Expected To Break Attendance Records, the Forum Will Bridge Gaps Between Disciplines To Improve Understanding of Second Language Learning
PITTSBURGH-In today’s increasingly connected world, language competencies are growing in importance. And second language acquisition, the discipline devoted to studying how people learn second languages – continues to evolve with new technologies, changing curricula and fresh ways to put theoretical models to practice.
To address these shifting conditions and to bridge gaps between different disciplines to improve the understanding of second language learning, Carnegie Mellon University and the University of Pittsburgh will host the Second Language Research Forum (SLRF), Oct. 18-21 in Carnegie Mellon’s University Center. The conference – which is expecting a record of more than 500 attendees from 25 different countries – will provide a unique space for researchers and educators across academic fields to share their work.
“Over the past 30 years, SLRF has become the top conference for second language research and applied linguistics,” said G. Richard Tucker, the Paul Mellon University Professor of Applied Linguistics within CMU’s Dietrich College of Humanities and Social Sciences. “It’s exciting because it is truly organized and driven by graduate students. It also represents a strong collaboration between our Department of Modern Languages and Pitt. Rather than be competitive, we’re collaborators in advising, teaching, research and now hosting this conference.”
The forum’s graduate student organizers – Ryan Miller, a Ph.D. candidate in second language acquisition at Carnegie Mellon, and Katherine Martin, a Pitt graduate student in linguistics – worked to develop a program that incorporated a wide range of second language learning disciplines, including psychology, foreign languages and education.
“There’s a lot of innovative and interdisciplinary research on second languages happening in Pittsburgh,” Miller said. “We hope attendees leave with more knowledge about second language research as it is conducted in different fields.”
Martin added, “This is a great opportunity to showcase not only the work being done at Pitt and CMU, but also gather together students and faculty with scholars from around the world.”
Despite many university-level language-focused departments facing severe financial cuts, Carnegie Mellon’s Department of Modern Languages has continued to thrive in language education, research and community outreach.
“We’ve been able to demonstrate that when you put the correct ingredients together for a solid, successful program, you can succeed,” Tucker said. “Our faculty and students are often able to take theoretical research and apply it to what is happening in the world.”
The SLRF will feature several presentations by Carnegie Mellon faculty and graduate students. Brian MacWhinney, professor of psychology, computational linguistics and modern languages, will give a plenary talk at 5:10 p.m., Saturday, Oct. 20 on “From Models to Methods: Linking L1 and L2 Acquisitional Theory.” In the talk, MacWhinney will use the framework of risks and protective factors to explain how language learners must cope with the risks of entrenchment, misconnection, parasitism and isolation by relying on the protective factors of resonance, proceduralization, internalization and participation. He also will describe how a computerized tutorial system is being constructed on these principles to engage learners in both basic skill practice and real-life interactions.

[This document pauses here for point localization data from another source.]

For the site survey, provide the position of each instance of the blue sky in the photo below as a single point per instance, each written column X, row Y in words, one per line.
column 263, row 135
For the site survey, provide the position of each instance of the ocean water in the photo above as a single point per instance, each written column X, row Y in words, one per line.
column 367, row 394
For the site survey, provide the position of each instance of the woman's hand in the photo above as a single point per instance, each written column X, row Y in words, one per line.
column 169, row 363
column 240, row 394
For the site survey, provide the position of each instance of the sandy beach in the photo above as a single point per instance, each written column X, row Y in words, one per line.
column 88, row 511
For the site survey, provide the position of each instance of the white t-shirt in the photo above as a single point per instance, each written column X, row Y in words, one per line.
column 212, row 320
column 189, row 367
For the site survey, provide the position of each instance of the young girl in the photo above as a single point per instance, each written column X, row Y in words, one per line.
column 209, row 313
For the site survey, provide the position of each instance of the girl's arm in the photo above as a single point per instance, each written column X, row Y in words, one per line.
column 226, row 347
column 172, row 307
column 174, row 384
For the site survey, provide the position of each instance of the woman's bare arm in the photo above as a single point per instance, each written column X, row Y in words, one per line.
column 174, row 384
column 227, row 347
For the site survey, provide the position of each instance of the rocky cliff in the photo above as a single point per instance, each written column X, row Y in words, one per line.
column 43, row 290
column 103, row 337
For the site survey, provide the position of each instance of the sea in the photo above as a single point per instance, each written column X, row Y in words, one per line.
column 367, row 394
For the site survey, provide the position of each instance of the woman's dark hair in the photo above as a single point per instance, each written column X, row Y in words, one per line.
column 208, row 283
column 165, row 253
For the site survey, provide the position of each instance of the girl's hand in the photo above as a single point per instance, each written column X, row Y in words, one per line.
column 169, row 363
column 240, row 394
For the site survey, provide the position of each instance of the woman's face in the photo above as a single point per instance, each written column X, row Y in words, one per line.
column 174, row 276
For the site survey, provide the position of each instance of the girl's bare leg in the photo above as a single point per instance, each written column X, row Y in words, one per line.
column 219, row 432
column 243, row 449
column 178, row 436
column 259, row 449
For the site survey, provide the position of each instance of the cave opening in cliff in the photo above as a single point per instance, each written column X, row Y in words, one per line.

Mariana Achugar, associate professor of Hispanic Studies and second language acquisition, Barbara Johnstone, professor of English, and John Oddo, assistant professor of English, will present a workshop on “Introduction to Discourse for Secnd Language Research.”
Dudley Reynolds, teaching professor of liberal and social sciences at Carnegie Mellon Qatar, organized a colloquium on “Developmental Perspectives on Second Language Writing.” Silvia Pessoa, associate teaching professor of liberal and social sciences at CMU-Q, will participate in the discussion.
Additional CMU participants include Lori Holt, professor of psychology; Eva Reinisch, postdoctoral researcher in the Department of Psychology; Sung-joo Lim and Ran Liu, both graduate students in the Psychology Department; Keiko Koda, professor of Japanese and second language acquisition; and second language acquisition Ph.D. candidates Miller, Ashlie Henery, Wenhao Diao, Yan Liu and Mamoru Hatakeyama.
In addition to MacWhinney’s plenary talk, there will be lectures by Michigan State University’s Bill VanPatten on “Some Recent Research on Aptitude with Some Implications for Instructed SLA”; the University of Pittsburgh’s Natasha Tokowicz on “Translation Ambiguity in Language Learning, Processing and Representation”; and the University of British Columbia’s Patricia A. Duff on “Triangulating Theories, Methods and Perspectives in SLA Research.”
For more information on the SLRF, including a full schedule, visit ml.hss.cmu.edu/slrf2012/.
Second language acquisition and applied linguistics are two examples of Carnegie Mellon University’s excellence in the humanities. Within the Dietrich College of Humanities and Social Sciences, world-class faculty use fields within English, History, Modern Languages and Philosophy to solve real-world problems. For example, philosophers are working to improve medical ethics practices and food marketing tactics geared towards children; historians are developing policy recommendations for forensic DNA profiling and drug policy; and English professors are creating social networking tools to improve education. Dietrich College humanities students have the opportunity to follow their interests and cross disciplines, leading them to varied and successful careers.